I understand that that idea has been resisted due to the desire to have a fairly ethnically consistent sample to cut out unrelated genetic variation. (I still think that sampling places like Australia, New Zealand and Canada wouldn't disrupt that too much - and it would presumably be possible to create ethnically homogeneous subsets.)Perhaps recruitment could be expanded to other countries.
Does the DecodeME team have any thoughts on when might be a good time for people in other countries to be try to get another genetic study underway, and how important that might be? For example, I think it might be feasible to get 5000 people with ME/CFS in New Zealand to participate in a genetic study, and maybe 10,000 people in Australia. Such studies also serve a general publicity role - putting ME/CFS in the news.

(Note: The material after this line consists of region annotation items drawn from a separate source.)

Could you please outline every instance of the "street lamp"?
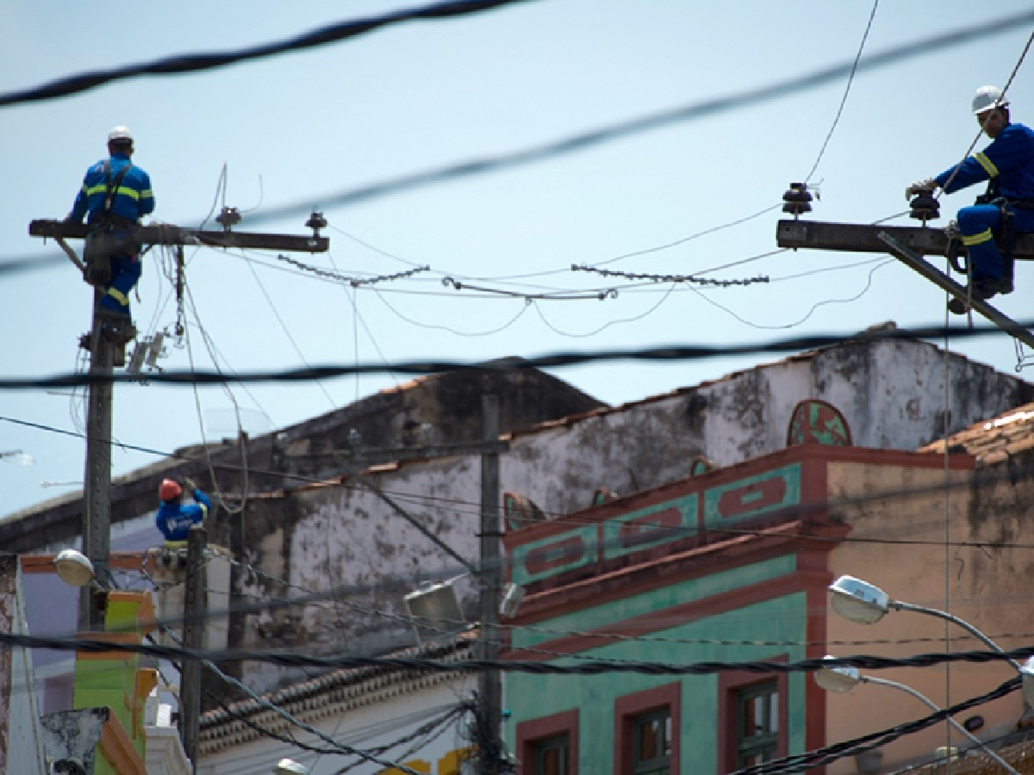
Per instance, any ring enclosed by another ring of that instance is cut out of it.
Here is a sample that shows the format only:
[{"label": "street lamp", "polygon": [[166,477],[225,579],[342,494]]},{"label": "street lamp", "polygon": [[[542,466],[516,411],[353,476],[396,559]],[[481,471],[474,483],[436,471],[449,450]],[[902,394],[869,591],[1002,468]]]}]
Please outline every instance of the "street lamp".
[{"label": "street lamp", "polygon": [[[837,657],[827,654],[824,658],[835,659]],[[819,668],[819,670],[815,672],[815,683],[817,683],[826,691],[832,691],[833,693],[837,694],[844,694],[853,689],[859,683],[875,683],[879,684],[880,686],[889,686],[891,688],[899,689],[900,691],[907,692],[912,696],[914,696],[916,700],[920,701],[921,703],[924,703],[927,708],[930,708],[935,712],[941,710],[936,703],[934,703],[925,695],[920,694],[911,686],[906,686],[905,684],[898,683],[896,681],[888,681],[885,678],[863,676],[858,672],[857,668],[850,668],[850,667]],[[951,716],[948,716],[947,721],[952,726],[954,726],[955,730],[961,732],[965,737],[967,737],[971,742],[973,742],[977,747],[979,747],[984,753],[986,753],[993,760],[998,762],[998,764],[1000,764],[1005,769],[1006,772],[1012,773],[1012,775],[1020,775],[1020,773],[1016,772],[1015,769],[1010,767],[1005,760],[1003,760],[1001,756],[995,753],[995,751],[991,750],[991,748],[985,746],[983,742],[980,740],[980,738],[973,735],[969,730],[967,730],[965,726],[955,721],[955,719],[951,718]]]},{"label": "street lamp", "polygon": [[[938,611],[937,609],[929,609],[924,606],[894,600],[875,584],[870,584],[861,579],[855,579],[853,576],[842,576],[829,585],[829,591],[832,593],[830,602],[833,611],[855,624],[875,624],[891,609],[894,611],[912,611],[916,614],[936,616],[940,619],[954,622],[963,629],[978,638],[993,651],[997,651],[999,654],[1005,653],[997,643],[966,620],[960,619],[947,611]],[[1034,706],[1034,703],[1031,702],[1034,700],[1034,665],[1031,665],[1029,672],[1025,673],[1024,669],[1020,667],[1020,662],[1015,659],[1007,658],[1007,661],[1023,677],[1024,696],[1027,699],[1028,705]]]},{"label": "street lamp", "polygon": [[293,758],[281,758],[273,770],[273,775],[309,775],[309,769]]},{"label": "street lamp", "polygon": [[65,584],[72,587],[85,587],[93,581],[93,563],[90,559],[74,549],[63,549],[54,558],[54,569]]}]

I'm just thinking in terms of not losing time. Of course, the publishing of the first DecodeMe genetic analysis results will hopefully create a lot of impetus, but perhaps that could be capitalised on best by having one or more replicating study all ready to go? Perhaps though, trying to get another genetic study underway now would be distracting to the DecodeME team, who would ideally provide help?
Or is it thought that national biobanks like the UK Biobank, and commercial databases like 23 and Me, and international ME/CFS biobanks will provide enough sources of replication? And/or one big genetic study will be enough to provide the needed clues, and it would be better to apply international research funds to teasing out those clues?
How have things worked in other diseases?